Дернул Година шеей, повел кругом бешеным глазом, скрипнул зубами, уставился на воеводу и повторил с нажимом:
– Всем бы такую старость… как у тебя, старый хрыч. Молодые силе твоей и власти завидуют… Голова – и та не седа. Чую, колдун ты…
– Что Бог даёт, с тем и живём, – мудро заметил Щур и хитро прищурился. Лукавил воевода, знал: его здоровому румянцу и свежести кожи и впрямь мог позавидовать и молодой. Была силенка у старого воеводы. Была. Никуда не делась. Годы только укрепили старого солдата, ветра продубили шкуру, вот и не сдавалась она старости.
– Не для того зван, чтобы турусы с тобой разводить, – надменно поджал губы Година, вспомнив, что он теперь правитель целого княжества, а значит, и воевода в его распоряжении. – Не забывай, с кем говоришь.

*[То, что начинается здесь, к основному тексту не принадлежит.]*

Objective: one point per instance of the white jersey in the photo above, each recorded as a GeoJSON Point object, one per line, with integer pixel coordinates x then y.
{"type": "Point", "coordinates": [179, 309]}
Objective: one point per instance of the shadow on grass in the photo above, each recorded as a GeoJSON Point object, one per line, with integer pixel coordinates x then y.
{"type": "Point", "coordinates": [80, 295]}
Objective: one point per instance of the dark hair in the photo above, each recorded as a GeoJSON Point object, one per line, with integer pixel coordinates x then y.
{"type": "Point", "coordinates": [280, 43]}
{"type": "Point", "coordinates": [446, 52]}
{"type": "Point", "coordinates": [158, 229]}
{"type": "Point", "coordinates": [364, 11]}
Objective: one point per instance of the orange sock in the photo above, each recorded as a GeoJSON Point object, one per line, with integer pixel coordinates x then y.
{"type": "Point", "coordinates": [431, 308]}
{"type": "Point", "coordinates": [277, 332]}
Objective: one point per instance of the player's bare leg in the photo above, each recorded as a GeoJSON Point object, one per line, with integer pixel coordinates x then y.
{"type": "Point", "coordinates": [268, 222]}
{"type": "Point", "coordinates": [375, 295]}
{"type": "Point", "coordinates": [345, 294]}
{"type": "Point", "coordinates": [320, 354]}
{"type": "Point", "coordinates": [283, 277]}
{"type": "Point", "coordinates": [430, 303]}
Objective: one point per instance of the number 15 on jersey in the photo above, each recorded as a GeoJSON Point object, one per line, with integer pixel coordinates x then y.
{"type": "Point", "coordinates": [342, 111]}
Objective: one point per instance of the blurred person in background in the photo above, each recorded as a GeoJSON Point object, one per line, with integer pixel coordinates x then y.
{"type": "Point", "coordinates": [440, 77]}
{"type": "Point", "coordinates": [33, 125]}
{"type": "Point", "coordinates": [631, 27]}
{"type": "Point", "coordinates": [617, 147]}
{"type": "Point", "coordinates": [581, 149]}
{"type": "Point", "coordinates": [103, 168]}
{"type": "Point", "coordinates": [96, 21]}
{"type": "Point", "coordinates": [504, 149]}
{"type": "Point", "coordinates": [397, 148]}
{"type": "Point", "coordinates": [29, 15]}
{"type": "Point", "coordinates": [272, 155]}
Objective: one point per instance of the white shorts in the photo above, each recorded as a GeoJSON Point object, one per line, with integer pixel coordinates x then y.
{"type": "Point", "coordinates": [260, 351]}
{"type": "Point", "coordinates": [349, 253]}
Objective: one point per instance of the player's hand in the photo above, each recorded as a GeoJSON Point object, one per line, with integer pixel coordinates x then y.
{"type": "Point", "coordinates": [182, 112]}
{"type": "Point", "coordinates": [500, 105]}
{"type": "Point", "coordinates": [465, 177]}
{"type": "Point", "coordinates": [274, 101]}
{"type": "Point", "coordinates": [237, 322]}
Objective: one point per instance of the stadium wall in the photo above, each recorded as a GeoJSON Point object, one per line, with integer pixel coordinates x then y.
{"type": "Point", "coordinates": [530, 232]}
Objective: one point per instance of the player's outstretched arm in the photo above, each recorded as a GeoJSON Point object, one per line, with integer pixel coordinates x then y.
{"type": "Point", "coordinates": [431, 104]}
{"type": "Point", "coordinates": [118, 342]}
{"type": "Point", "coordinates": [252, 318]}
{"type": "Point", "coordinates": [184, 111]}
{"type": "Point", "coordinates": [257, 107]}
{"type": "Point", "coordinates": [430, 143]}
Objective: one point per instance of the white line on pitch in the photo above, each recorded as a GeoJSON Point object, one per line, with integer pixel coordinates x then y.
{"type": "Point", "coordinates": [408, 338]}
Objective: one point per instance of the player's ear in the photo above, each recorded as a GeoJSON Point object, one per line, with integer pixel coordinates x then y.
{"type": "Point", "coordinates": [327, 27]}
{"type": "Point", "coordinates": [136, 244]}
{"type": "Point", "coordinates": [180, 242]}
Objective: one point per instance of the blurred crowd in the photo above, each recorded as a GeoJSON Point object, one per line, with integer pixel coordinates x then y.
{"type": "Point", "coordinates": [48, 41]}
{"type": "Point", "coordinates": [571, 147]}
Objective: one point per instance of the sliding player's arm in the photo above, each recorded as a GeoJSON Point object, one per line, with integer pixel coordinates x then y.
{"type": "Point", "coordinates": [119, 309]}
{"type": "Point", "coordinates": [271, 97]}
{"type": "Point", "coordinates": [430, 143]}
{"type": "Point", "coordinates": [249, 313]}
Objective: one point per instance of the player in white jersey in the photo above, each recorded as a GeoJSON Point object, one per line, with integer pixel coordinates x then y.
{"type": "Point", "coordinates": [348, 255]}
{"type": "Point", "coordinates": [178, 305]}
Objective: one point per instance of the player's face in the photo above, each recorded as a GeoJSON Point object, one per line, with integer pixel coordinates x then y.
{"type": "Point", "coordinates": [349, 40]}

Он окинул воеводу презрительным взглядом, но и Щур не лыком был шит: раз приволокли его сюда достаточно вежливо, не пинками, а уговорами, значит, нужен сильно. А ежели в расход решили пустить, так чего тогда и молчать?!
– А с кем?! – нахально осведомился старый воевода. – Я ведь ещё деда твоего хорошо помню: бегал, помню, мальчонкой помогать ему коз пасти. Ох, и хорошо он на дуде играть умел! Куда тебе! Век так не научишься. Слух не тот. А уж козы как его слушались?! Ни одна от стада ни разу не отбилась, в чужом саду не напакостила. Знатный был пастух твой дед!.. Истый воевода козьего стада! .. И батюшку твоего помню: знатный был кондитер (какие ватрушки да пироги праздничные пёк!) и грамоте разумел. Вот и тебя научил грамоте, на нашу голову, ваша милость господин Гадина!
Година давно бы уже прервал наглеца, но не мог: рот его беззвучно открывался и закрывался, лицо побагровело от недостатка кислорода и уже начало синеть, а ни воздух, ни какие-либо звуки так и не могли прорваться через его глотку, закупоренную негодованием и злостью.